XXXV:Простой переход «Но я [читаю свои стихи только] старой няне» ведет к автобиографическому описанию деревни, в середине которого возникает «профессиональная» аллюзия на трагедию «Борис Годунов», которую сочинял Пушкин в то время (1825 г.). XXXV строфой кончается длинное, сложное отступление на литературные темы, запущенное упоминанием альбома Ольги в XXVII, — всего восемь строф, связанных с литературными вопросами. Некий общий переход к сельской жизни Онегина обеспечивается на этот раз ссылкой на сельскую жизнь Пушкина (XXXV и опущенная XXXVI). Далее следует переход риторический.
XXXVII, XXXIX:«А что ж Онегин?» Повествуя о жизни Онегина в деревне летом 1820 г., Пушкин описывает собственные деревенские развлечения и привычки лета 1825 г.
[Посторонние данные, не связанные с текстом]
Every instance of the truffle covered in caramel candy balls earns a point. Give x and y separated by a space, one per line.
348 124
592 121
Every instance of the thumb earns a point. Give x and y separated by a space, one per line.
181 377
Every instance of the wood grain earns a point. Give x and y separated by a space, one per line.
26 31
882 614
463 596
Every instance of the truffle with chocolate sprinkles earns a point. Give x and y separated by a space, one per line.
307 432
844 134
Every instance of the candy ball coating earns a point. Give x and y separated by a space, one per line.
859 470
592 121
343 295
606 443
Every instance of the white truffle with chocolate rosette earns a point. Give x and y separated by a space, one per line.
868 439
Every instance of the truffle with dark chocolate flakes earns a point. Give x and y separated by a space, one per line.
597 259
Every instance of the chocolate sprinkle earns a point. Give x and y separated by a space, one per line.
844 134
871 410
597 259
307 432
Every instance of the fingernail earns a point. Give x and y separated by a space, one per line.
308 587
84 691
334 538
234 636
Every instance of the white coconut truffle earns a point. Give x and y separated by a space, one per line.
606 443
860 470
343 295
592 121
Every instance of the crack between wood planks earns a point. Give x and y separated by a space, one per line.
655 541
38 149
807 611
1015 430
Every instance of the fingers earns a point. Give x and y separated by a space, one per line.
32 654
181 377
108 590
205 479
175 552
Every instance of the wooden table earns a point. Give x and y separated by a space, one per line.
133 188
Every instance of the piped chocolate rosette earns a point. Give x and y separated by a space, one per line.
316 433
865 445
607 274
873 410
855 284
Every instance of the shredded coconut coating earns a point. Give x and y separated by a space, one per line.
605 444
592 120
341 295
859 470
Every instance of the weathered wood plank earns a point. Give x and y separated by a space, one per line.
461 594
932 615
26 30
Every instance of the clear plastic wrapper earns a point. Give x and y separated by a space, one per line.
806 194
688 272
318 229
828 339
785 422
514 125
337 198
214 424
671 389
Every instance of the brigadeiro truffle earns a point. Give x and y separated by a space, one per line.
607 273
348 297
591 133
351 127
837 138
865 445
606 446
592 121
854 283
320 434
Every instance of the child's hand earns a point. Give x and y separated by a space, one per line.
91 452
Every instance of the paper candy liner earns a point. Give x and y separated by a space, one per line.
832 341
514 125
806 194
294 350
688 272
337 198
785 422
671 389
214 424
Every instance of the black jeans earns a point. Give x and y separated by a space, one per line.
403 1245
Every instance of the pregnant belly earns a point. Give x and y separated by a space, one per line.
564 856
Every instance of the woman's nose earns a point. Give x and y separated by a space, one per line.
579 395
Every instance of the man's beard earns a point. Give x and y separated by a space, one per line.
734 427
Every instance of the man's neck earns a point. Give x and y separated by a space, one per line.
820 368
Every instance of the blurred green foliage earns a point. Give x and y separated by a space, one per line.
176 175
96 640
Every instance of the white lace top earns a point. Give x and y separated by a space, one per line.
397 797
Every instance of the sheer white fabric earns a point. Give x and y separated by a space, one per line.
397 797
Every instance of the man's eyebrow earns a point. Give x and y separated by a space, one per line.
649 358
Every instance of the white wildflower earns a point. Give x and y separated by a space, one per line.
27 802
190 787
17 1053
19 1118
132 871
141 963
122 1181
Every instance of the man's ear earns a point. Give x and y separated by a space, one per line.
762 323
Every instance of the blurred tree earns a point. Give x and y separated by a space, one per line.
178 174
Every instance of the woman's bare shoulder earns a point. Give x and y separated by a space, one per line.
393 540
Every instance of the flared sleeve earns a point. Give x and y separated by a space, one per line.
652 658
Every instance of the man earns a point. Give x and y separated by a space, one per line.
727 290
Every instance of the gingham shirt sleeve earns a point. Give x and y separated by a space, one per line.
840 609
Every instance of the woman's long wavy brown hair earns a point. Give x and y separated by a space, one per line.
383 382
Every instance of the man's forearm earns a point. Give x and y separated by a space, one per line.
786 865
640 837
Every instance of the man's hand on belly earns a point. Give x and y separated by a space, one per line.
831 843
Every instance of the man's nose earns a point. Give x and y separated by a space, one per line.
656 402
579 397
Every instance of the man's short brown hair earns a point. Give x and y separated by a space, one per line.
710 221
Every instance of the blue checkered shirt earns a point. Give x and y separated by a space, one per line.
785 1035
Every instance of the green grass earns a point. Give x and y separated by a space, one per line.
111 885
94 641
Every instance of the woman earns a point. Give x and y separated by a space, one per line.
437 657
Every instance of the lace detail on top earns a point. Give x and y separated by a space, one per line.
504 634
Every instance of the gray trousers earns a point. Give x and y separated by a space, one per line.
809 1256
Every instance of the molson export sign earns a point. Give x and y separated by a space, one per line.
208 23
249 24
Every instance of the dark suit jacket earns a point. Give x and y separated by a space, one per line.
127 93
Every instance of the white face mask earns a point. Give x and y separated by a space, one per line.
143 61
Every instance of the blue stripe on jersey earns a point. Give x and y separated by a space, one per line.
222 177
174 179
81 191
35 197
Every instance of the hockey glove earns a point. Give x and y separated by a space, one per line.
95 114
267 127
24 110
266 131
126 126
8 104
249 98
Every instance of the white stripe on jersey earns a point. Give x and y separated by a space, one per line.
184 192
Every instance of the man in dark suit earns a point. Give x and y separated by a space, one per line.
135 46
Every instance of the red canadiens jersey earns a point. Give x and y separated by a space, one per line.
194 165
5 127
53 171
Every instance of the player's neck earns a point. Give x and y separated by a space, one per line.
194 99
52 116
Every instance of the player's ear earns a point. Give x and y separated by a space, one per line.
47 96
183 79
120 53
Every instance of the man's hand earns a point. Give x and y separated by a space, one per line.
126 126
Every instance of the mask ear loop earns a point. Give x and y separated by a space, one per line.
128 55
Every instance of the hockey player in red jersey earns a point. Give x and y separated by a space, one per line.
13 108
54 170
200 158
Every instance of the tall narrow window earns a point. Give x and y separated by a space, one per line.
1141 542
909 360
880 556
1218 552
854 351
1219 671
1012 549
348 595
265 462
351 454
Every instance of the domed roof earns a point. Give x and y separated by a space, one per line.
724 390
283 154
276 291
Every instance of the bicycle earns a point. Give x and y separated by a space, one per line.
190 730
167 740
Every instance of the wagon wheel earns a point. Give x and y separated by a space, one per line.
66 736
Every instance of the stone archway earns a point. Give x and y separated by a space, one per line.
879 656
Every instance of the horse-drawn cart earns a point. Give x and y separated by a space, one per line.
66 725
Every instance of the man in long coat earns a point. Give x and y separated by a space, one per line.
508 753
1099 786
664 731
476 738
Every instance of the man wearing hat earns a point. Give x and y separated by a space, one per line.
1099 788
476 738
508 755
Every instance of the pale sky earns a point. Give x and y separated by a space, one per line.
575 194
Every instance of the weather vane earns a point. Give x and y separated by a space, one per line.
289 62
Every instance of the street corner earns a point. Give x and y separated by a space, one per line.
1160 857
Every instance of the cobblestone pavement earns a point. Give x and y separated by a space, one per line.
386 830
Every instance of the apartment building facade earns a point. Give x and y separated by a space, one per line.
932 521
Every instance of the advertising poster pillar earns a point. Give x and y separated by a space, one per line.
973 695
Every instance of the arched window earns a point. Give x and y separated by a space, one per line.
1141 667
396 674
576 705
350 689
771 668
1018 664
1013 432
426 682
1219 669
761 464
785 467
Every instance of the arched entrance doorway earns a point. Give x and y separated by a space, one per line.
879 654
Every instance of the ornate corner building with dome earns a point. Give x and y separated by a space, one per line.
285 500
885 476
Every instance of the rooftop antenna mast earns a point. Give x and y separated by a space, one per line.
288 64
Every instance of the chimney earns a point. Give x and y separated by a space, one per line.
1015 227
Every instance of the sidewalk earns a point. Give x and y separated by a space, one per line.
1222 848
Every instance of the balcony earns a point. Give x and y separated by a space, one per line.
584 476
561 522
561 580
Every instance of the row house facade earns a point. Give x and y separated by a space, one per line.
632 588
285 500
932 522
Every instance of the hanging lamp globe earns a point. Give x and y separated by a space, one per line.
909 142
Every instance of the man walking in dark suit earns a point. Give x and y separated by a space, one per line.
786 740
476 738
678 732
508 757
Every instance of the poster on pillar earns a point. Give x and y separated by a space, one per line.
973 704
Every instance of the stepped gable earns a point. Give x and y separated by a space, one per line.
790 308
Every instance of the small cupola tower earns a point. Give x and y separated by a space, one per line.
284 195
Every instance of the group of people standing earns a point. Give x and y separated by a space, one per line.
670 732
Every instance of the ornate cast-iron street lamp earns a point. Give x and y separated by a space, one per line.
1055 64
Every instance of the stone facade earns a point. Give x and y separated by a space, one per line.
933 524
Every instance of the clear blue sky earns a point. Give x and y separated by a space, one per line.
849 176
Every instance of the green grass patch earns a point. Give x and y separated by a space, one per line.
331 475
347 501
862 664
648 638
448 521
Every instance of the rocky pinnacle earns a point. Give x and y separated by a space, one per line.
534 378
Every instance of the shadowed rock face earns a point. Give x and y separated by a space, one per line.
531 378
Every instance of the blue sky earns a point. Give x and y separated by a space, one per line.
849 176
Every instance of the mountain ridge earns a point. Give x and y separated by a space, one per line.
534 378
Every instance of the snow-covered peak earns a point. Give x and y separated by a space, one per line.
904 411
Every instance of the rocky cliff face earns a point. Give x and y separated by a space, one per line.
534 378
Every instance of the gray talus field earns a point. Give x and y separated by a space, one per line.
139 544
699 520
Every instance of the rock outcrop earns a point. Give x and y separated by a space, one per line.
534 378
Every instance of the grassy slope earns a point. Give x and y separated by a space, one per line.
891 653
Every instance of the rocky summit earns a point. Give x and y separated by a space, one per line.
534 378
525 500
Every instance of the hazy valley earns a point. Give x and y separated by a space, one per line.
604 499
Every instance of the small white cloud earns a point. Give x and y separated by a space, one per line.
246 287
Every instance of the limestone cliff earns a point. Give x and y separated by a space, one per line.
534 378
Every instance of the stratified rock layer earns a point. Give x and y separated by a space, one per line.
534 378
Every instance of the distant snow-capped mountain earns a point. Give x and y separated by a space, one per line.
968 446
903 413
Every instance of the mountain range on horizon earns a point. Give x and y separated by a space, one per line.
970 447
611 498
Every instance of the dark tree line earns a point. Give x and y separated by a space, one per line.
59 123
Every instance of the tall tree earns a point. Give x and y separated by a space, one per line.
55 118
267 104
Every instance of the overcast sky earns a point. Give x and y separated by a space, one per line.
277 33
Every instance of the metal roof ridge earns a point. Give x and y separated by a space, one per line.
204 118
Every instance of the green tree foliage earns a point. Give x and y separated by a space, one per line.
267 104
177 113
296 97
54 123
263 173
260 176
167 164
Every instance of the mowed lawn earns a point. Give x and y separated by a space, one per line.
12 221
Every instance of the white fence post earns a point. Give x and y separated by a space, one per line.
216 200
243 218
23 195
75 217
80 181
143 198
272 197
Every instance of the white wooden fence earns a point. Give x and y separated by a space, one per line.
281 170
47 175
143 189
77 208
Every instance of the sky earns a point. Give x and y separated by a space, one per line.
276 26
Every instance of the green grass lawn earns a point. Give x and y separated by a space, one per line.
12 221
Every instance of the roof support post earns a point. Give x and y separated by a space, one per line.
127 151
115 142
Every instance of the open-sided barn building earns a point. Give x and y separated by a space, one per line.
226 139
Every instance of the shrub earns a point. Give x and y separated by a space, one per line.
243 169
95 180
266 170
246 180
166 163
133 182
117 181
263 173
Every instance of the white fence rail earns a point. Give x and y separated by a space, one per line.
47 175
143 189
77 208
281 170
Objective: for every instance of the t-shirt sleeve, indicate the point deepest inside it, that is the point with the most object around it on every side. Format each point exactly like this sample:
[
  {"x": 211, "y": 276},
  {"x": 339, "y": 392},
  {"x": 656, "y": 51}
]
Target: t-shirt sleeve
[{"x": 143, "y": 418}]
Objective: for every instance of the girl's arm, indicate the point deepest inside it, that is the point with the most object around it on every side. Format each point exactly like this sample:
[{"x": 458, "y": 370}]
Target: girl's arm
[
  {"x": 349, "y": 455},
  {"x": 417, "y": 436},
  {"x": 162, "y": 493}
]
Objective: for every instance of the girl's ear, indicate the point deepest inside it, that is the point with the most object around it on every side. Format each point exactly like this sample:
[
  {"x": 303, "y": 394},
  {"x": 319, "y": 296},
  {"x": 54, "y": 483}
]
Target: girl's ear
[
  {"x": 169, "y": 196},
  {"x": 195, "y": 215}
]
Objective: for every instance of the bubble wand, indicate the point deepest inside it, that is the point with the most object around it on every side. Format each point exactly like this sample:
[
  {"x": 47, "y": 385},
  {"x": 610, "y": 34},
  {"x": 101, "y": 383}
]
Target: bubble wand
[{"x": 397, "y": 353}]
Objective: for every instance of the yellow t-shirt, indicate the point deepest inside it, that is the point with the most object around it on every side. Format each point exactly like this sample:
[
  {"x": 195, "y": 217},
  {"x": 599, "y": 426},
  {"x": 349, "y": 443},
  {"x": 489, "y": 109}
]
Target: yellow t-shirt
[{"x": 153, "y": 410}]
Он исключил из напечатанного текста самый конец строфы XXXVII и всю строфу XXXVIII.
XL–XLIII:Непринужденный переход («Но наше северное лето, / Карикатура южных зим») ведет к картинам осени и зимы. «Профессиональная» нота выражена в шутливой фразе об ожидаемых рифмах (XLII, 3–4) и совете зазимовавшим в деревенской глуши почитать на досуге французского публициста Прадта или роман «Уэверли» (естественно, во французском переводе) {2} 2 У Пушкина в XLIII строфе четвертой главы упомянут Вальтер Скотт: «Читай: вот Прадт, вот W. Scott». Набоков же пишет о романе «Уэверли», первом романе В. Скотта, который появился в 1814 г. анонимно и в дальнейшем до 1827 г. другие романы выходили как сочинения автора «Уэверли». Первый русский перевод этого романа появился только в 1827 г. Хотя некоторые из романов В. Скотта и были ко времени создания четвертой главы переведены на русский язык («Легенды о Монтрозе» в 1822–1824 гг., «Пуритане», «Гай Мэннеринг» в 1824 г. и др.), но читать их предпочитали все-таки во французских переводах. Весь цикл этих романов принято называть по названию первого романа — «Уэверли».
.
XLIV–XLIX:Описание обычного обеда героя в обычный зимний день подготавливает приезд Ленского. Пушкинское мысленное участие в сумеречном обеде подразумевается в авторском отступлении, посвященном винам (XLV–XLVI) Риторический переход в конце XLVII («Теперь беседуют друзья») вводит диалог Онегина и Ленского (XLVIII–XLIX). И общее представление о «деревенской зиме», постепенно сужаясь, сводится к одному определенному дню. На следующей неделе в субботу — именины Татьяны. День святой Татьяны отмечается 12 января. Следующая глава начинается 2–3 января. Стало быть, разговор друзей происходил не позднее 2-го. Непринужденная беседа о винах приобретает роковой оттенок: если бы Ленский забыл передать Онегину приглашение Лариных на именины, если бы Онегин не захотел его принять, не произошло бы размолвки в пятой главе и дуэли в шестой.